Bonds also unwound some of the previous week’s gains, as yields edged higher. Finally, the dollar turned down again, unwinding its 1.3% rise against the pound a week earlier.
The improved mood in equities came on the back of investors switching to look on the bright rather than dark side of the recent unexpectedly weak US payroll numbers. Instead of worrying about the marked slowdown in growth implied by the employment data, the focus turned to the prospect of increased rate cuts….and maybe forthcoming summer holidays.
These hopes were fanned by Trump’s latest hiring and firing decision. Whereas the sacking of the head of the statistical agency behind the displeasing payroll numbers had caused some unease, last week saw Trump appoint one of his acolytes to the Federal Reserve to replace the governor who has just resigned.
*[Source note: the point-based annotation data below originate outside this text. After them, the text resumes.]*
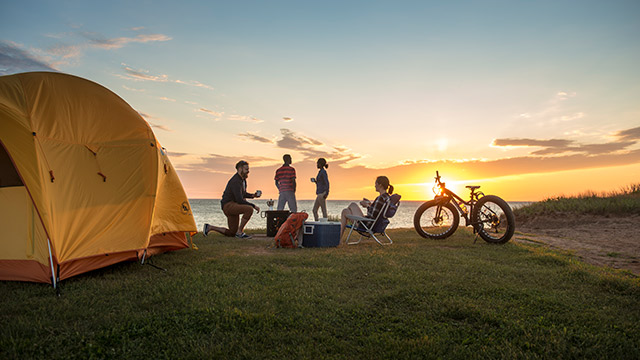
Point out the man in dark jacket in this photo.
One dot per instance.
(234, 204)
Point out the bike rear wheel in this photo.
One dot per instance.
(433, 220)
(493, 219)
Stephen Miran will be in place until January when he will be replaced by Trump’s chosen successor to Chair Powell whose term ends in May. He will almost certainly reinforce calls within the Fed to cut rates and the market now expects rates to be lowered 0.25% in September with a further reduction by year-end.
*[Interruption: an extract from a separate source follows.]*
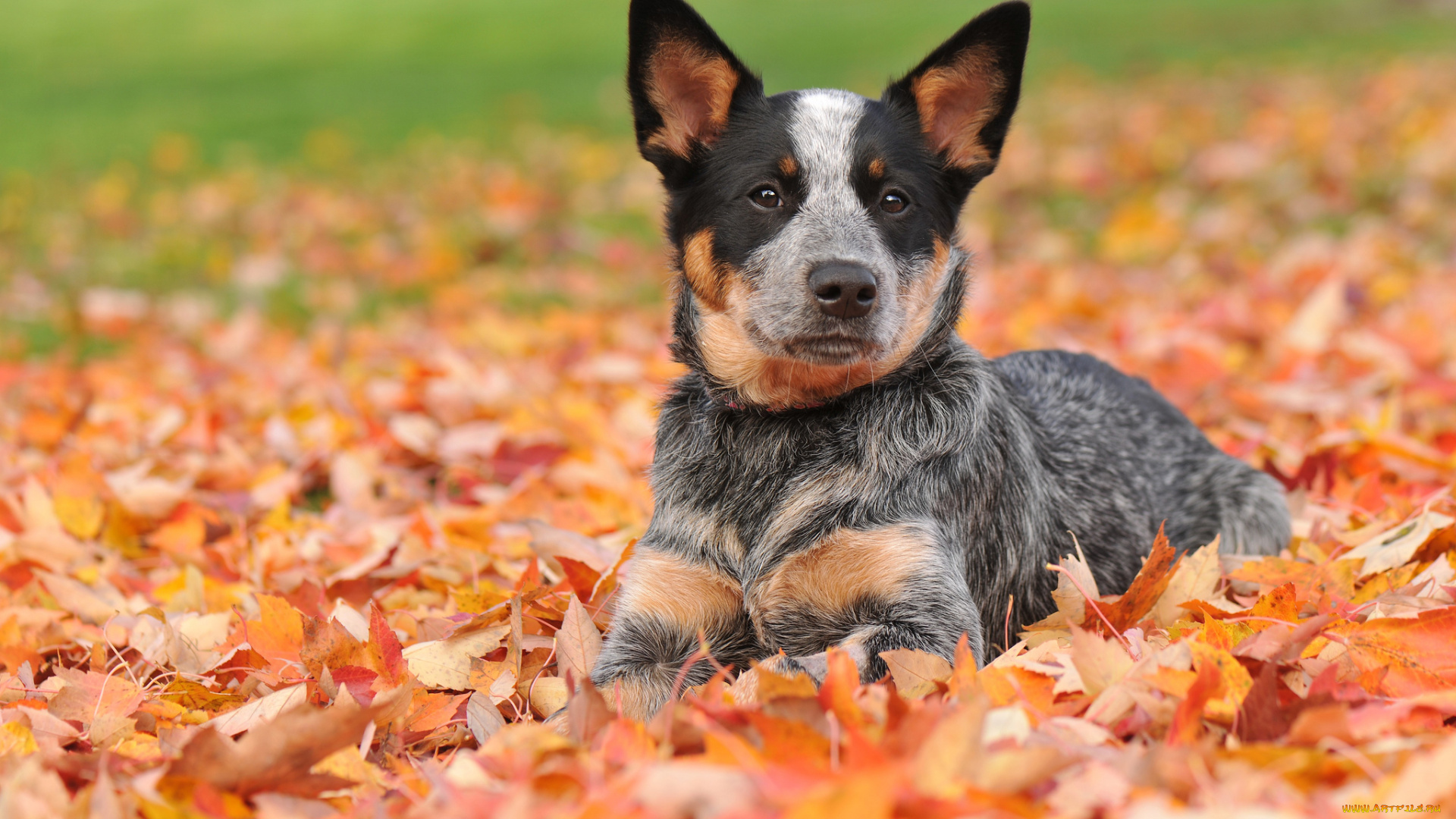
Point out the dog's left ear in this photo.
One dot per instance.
(682, 79)
(967, 89)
The US earnings season has also been a background support for equities. With 90% of the S&P 500 now reported, earnings look set to post a healthy 13% gain on a year earlier, considerably more than anticipated at the start of reporting.
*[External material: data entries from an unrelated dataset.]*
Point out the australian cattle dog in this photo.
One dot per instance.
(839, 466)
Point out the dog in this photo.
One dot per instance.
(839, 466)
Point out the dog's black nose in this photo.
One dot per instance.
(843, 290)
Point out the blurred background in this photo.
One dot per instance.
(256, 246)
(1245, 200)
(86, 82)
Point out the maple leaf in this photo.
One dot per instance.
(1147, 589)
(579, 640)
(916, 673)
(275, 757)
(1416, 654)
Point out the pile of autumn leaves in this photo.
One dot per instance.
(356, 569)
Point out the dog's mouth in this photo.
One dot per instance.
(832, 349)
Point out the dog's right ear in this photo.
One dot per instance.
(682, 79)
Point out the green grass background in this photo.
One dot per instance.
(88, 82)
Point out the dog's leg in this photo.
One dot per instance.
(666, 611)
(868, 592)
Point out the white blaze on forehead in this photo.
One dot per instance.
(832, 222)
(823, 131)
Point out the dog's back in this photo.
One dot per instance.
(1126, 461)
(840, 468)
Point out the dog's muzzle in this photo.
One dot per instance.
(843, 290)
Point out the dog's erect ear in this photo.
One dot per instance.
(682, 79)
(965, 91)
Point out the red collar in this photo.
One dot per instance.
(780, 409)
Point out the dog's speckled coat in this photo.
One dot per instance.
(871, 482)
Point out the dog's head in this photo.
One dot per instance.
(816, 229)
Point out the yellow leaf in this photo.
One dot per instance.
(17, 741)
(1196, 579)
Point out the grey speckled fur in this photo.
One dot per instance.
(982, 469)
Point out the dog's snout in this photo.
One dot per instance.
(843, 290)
Tariffs were once again a source of headlines – and some confusion in the case of a potential 39% tariff on gold imports from Switzerland. Thursday saw the reciprocal tariffs announced the previous week implemented as planned in a rebuttal of the so-called TACO trade, not that this was a surprise or seemingly of any concern to the markets.
While the endpoint for US tariffs is now much clearer than it was, there are still some key points to be resolved. Most importantly, will the US-China 90-day trade truce which expires tomorrow be extended? Most likely it will be, given the positive mood music of late.
There are also still Trump’s threats to impose 200% tariffs on pharmaceuticals and also now 100% on semiconductor chips. But in both cases, the ultimate tariffs could be significantly smaller with big exemptions for companies (such as Apple) willing to promise large enough investments in the US and/or other sweeteners to appease Trump.
The mood in the UK was rather more sombre with hopes for future rate cuts being scaled back somewhat. The BOE lowered rates as expected by 0.25% to 4.0% but the decision was surprisingly close-cut with five members voting for a reduction and four for no change.
While slow growth and a weakening labour market argue for lower rates, the unexpected stickiness of inflation is driving the Bank’s increased caution. Inflation is now forecast to edge up further to a high of 4% in September, only slowly returning to its 2% target over the next two years.
The BOE continues to believe the path for rates remains downwards but is highlighting the uncertainties and that any future cuts will need to be made gradually and carefully. Although it still looks more likely than not to end up sticking to its pattern of cutting rates once a quarter with another 0.25% before year-end, the risk of a pause has clearly risen.
In an unhelpful repeat of last year, attention is also increasingly turning to the tax hikes looming in the autumn Budget. The size of the black hole now needing to be filled if Reeves is to stick to her fiscal rules was put last week as high as £41bn by one think-tank (or £51bn if she maintains her current £10bn headroom) although the more general view is that the hole will be a more moderate £20-25bn.
This coming week, Tuesday will be the main focus for markets with US inflation numbers out and the China-US trade truce expiring. But US retail sales and consumer confidence numbers on Friday will also be important given the recent slowdown in consumer spending. Here in the UK, we have the latest labour market data out on Tuesday and second quarter GDP figures on Thursday.